For the last four years I have been traveling to Poso back and forth to capture what she worked so hard for, which gave me intimate access to her life and story. At first, I thought it was her personal story that would be the main topic of the film. I was frightened she would die of her injuries and illnesses, and it captured my attention for the first two years. When she was able to get the life and leg saving surgeries she needed, I was elated to see her take her school and movement to new heights I could have never imagined. With two legs, what more could she do? Turns out, a lot!
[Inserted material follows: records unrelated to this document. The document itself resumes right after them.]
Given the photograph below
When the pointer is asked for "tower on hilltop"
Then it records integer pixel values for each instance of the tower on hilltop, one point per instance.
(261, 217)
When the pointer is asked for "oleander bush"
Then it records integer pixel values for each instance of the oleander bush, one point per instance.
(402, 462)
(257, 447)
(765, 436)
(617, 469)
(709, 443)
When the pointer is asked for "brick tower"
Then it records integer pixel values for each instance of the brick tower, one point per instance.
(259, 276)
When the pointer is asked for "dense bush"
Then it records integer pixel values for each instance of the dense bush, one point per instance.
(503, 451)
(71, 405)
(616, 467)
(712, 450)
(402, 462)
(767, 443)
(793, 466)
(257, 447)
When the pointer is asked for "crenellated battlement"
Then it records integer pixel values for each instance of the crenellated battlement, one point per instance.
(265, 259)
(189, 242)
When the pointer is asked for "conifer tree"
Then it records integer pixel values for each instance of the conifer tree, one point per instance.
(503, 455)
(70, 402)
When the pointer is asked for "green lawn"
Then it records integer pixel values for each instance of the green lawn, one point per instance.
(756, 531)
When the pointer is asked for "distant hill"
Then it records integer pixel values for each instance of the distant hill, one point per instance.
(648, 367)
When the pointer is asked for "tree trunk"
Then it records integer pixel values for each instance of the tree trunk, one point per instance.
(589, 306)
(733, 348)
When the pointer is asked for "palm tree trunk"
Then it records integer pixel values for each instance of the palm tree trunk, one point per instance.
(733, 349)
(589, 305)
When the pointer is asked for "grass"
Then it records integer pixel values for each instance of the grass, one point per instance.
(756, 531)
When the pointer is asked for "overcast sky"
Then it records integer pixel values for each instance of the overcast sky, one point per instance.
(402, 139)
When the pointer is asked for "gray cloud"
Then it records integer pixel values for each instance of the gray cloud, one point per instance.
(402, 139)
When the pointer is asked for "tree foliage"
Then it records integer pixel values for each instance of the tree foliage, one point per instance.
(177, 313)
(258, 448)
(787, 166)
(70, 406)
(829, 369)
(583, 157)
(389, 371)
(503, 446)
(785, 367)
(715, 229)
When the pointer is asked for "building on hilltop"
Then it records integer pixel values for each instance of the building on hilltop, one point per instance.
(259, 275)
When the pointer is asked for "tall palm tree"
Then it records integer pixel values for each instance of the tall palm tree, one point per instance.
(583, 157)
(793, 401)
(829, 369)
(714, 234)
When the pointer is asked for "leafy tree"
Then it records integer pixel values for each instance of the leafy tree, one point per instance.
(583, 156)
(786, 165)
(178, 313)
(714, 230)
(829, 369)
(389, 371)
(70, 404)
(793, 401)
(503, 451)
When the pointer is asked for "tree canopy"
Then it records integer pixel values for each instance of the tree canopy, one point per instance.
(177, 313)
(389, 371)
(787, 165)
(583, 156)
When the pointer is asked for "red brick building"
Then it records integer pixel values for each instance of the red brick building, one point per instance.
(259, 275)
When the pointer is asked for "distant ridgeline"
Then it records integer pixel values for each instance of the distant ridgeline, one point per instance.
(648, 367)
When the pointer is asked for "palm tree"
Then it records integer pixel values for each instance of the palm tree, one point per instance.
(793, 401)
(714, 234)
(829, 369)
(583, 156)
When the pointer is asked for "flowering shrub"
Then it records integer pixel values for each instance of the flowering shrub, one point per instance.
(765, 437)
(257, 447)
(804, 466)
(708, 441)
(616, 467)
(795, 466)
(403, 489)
Along the way, as we both grew along with the expansion of the school and interfaith movement, I began to realize that this was simply too big of a story about the school and the fantastic women involved in it to not make that the center of this film. But it was never clear at the time that this film was going to have a happy ending. Would they get the funding they needed? Could Lian take groups of impoverished and traumatized women from across a huge area of remote Indonesia, and turn them not only into peacemakers, but agents of change for a better Indonesia? Or would Poso collapse back into violence?
When we got notice that she would be flying to New York with the chance of winning the Coexist Prize, I knew the redeeming moment for both of us had come. I could never have imagined how well it all would turn out. Since then, it has been nothing but good news. I struggled to decide where to end this film because so many new events kept on happening. In truth, there is no end to this social movement, and I can only hope to capture a few years of it and show what I can of it with the budget I had.
I am so grateful for Lian giving me the access to her life and story and for all of the people of Poso who have been so kind and welcoming to me over the years. It has truly been a transformational and humbling experience for everyone involved.